Each state’s number of “electors” is determined by the number of delegates the state has in the U. S. Congress as representatives and senators. In the last election, West Virginia had five; Kentucky had eight; and Ohio had 18 electors.
Obviously, the citizens of West Virginia and Kentucky totaled together were not as important to the candidates as were the citizens of Ohio. If you voted for President Obama in either West Virginia or Kentucky, for all intents and purposes, your vote did not count, period. No need to wonder why the candidates didn’t bother to visit West Virginia or Kentucky.
Well, that’s not precisely true. Presidents like to have as many popular votes as possible so they can say they had the popular majority. The astounding thing is that a candidate can win a majority of the popular vote throughout the country and still lose in the Electoral College. It has happened several times in our history.

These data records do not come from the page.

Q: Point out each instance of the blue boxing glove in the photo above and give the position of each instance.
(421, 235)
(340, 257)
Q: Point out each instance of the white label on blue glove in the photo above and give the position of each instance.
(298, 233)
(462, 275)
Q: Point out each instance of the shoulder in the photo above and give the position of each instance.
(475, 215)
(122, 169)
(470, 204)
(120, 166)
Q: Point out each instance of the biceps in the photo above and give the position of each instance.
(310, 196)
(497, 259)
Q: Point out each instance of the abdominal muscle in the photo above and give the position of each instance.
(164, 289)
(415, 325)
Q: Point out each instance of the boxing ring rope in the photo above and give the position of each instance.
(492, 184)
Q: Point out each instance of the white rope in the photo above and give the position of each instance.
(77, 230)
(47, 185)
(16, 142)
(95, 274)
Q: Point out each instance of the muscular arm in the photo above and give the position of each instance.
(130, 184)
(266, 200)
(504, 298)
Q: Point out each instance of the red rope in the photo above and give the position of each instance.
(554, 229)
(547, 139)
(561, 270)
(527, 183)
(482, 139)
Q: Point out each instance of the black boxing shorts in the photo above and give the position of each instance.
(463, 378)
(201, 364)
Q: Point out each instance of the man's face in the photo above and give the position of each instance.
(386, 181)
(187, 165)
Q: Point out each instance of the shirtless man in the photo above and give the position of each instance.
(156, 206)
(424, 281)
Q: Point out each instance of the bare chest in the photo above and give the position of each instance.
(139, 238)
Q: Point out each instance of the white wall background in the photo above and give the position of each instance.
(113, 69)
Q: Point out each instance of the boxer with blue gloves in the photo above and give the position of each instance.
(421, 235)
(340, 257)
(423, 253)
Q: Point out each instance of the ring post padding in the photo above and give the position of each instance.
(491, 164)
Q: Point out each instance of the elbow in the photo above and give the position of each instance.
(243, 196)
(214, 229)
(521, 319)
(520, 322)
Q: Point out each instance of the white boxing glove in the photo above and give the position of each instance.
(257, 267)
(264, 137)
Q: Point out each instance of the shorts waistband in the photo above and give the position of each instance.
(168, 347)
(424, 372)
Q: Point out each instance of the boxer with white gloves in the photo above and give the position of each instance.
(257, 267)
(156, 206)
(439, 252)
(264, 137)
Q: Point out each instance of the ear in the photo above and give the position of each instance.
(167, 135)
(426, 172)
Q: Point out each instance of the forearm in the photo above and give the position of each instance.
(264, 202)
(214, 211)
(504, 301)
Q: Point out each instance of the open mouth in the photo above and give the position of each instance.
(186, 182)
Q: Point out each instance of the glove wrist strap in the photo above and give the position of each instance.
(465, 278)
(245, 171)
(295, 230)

The Electoral College was written into the U. S. Constitution to ensure that the larger, more populous states had a greater voice in the election of the president. Well, perhaps that wasn’t its original intent, but that’s how it has worked out over the years. It takes 271 votes in the Electoral College to win the presidency. Therefore, if a candidate wins California (55), New York (29), Texas (38), Florida (29), Pennsylvania, Ohio, and Illinois (20 each), Michigan (16), North Carolina (15), Virginia (13), Washington (12), Massachusetts (11), he or she wins the presidency!
Naturally, for every one of these states they lose, they must make it up with several of the smaller states. In other words, it takes the sum of Kentucky and West Virginia’s votes to make up for, say, the loss of Virginia’s. If the candidate is assured of Virginia’s “electors,” he or she could care less about Kentucky or West Virginia.
My vote in Kentucky counted a little over one-half as much as my son’s vote in Virginia. But, since Kentucky went Republican, as everyone knew it would, I might as well have stayed home on Election Day. Fair? No! Your vote in West Virginia was worth less than half of my son’s vote in Virginia. Fair? No.
The Electoral College idea, enshrined in the U.S. Constitution, is unfair. Presidents should be elected by the popular vote of ALL Americans. And, it doesn’t make sense to wait until the next presidential election to try to change this antiquated system. Let’s start working to change it now!
Milt Hankins of Ashland, Ky., is a retired minister, theologian and freelance writer.